Residents say failed infrastructure and neglect by public agencies have hurt their community and made it almost impossible to live there.
The two senators have visited the area, both vowing to help residents.
Local officials have said merging the three towns into one larger city will help Cahokia Heights get money to help fix the issues. The city’s new mayor, Curtis McCall Sr., has pledged to make addressing the infrastructure issues a top priority of his administration.
In their letter, the senators also urged the EPA to take steps to avoid “further financial burden and suffering” being passed on to the residents of Cahokia Heights.
“It is our hope that while EPA considers these enforcement options, every effort to avoid further financial burden and suffering being passed to the residents of Cahokia Heights be taken,” the letter states. “We strongly support frequent and robust community engagement throughout this process to ensure that the identified solutions assist in meeting the needs of the residents.”
McCall said Thursday the senators’ letter is needed to keep the new city on the right track.
“I think it’s something that needs to be done, to hold everybody accountable, and what they’re doing is holding Cahokia Heights accountable, and we’re saying that we want to be held accountable, ” McCall said.
In an April 30 letter to McCall, who also is chairman of Commonfields of Cahokia Public Water District, the EPA stated a potential Clean Water Act violation has been identified as a result of an ongoing investigation into the water district’s system.

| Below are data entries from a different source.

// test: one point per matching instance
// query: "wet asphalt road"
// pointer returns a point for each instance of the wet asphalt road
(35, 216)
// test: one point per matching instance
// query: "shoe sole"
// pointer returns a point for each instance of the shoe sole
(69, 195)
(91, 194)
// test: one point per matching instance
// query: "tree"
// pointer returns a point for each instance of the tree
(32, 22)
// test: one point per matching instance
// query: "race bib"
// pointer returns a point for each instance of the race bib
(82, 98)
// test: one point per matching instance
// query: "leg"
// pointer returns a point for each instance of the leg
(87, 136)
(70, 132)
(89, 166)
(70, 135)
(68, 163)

The EPA said sanitary sewer overflows had been documented at least 25 times since Jan. 26, based on field observations by the agency and reports submitted to the EPA by Commonfields.

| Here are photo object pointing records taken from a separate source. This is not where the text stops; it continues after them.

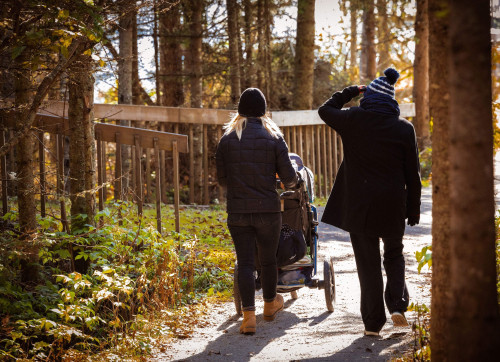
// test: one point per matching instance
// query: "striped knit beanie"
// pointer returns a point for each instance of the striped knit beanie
(384, 85)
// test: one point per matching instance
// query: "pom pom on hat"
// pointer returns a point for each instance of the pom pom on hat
(392, 75)
(384, 85)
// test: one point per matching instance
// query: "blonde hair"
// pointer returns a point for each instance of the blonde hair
(239, 122)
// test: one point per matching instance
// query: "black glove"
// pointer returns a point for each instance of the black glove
(413, 219)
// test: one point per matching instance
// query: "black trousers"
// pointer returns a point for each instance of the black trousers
(367, 255)
(253, 231)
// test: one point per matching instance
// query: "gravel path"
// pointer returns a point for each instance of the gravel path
(305, 330)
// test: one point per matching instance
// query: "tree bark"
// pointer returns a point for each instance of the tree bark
(82, 148)
(194, 14)
(473, 308)
(439, 111)
(125, 83)
(171, 84)
(421, 76)
(368, 67)
(249, 64)
(304, 57)
(234, 64)
(354, 71)
(384, 37)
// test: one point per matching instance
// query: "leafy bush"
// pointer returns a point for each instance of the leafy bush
(134, 274)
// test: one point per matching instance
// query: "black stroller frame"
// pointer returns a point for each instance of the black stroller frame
(304, 272)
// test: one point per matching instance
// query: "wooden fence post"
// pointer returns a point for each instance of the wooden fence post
(175, 152)
(191, 164)
(206, 192)
(41, 163)
(138, 174)
(3, 166)
(157, 166)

The EPA also said if it is determined that Commonfields or Cahokia Heights are not in compliance with Clean Water Act requirements, the agency would consider the enforcement options that Duckworth and Durbin call for in their letter.
Residents voted April 6 to dissolve Commonfields of Cahokia . The water and sewage district that served 7,000 customers in Centreville, Alorton and Cahokia was absorbed by Cahokia Heights and is now run by the city.
Last summer, a lawsuit filed on behalf of Centreville residents named Commonfields, local governments and officials as defendants, alleging they are responsible for failing to fix years of flooding and sewer issues.
Local officials have said they didn’t have enough money to repair the infrastructure problems.
FEDERAL GRANT IS KEY TO FIXING ISSUES
On Thursday, McCall said he and other officials in Cahokia Heights are in “negotiations” with the Illinois EPA and U.S. EPA over the possible violation. He said officials hope that a $22 million federal grant will fix many of the flooding and sewer issues.
The new Federal Emergency Management Agency grant program is titled BRIC, or Building Resilient Infrastructure and Communities. It is designed to help communities reduce their risk to natural disasters, such as flooding.
“That’s part of the process of them trying to fix the problem, but everybody knows that it’s going to take money to fix the problem so we’re just hoping to get the BRIC grant so we can fix it,” McCall said. “That’s part of their process to make sure that cities and companies are compliant, but it’s stemming back from the problems with the pump stations and lift stations in the area.”
McCall said Cahokia Heights will fix the problems as soon as contractors can, but said if the city doesn’t receive the grant, it may take a couple of years.
In January, Centreville, Alorton and Cahokia submitted their $22 million application for the grant to the Illinois Emergency Management Agency. The state agency applied for the funding from FEMA on the former cities’ behalf to fix sewage issues throughout Cahokia Heights. McCall said he expects to be notified of the application status later this month.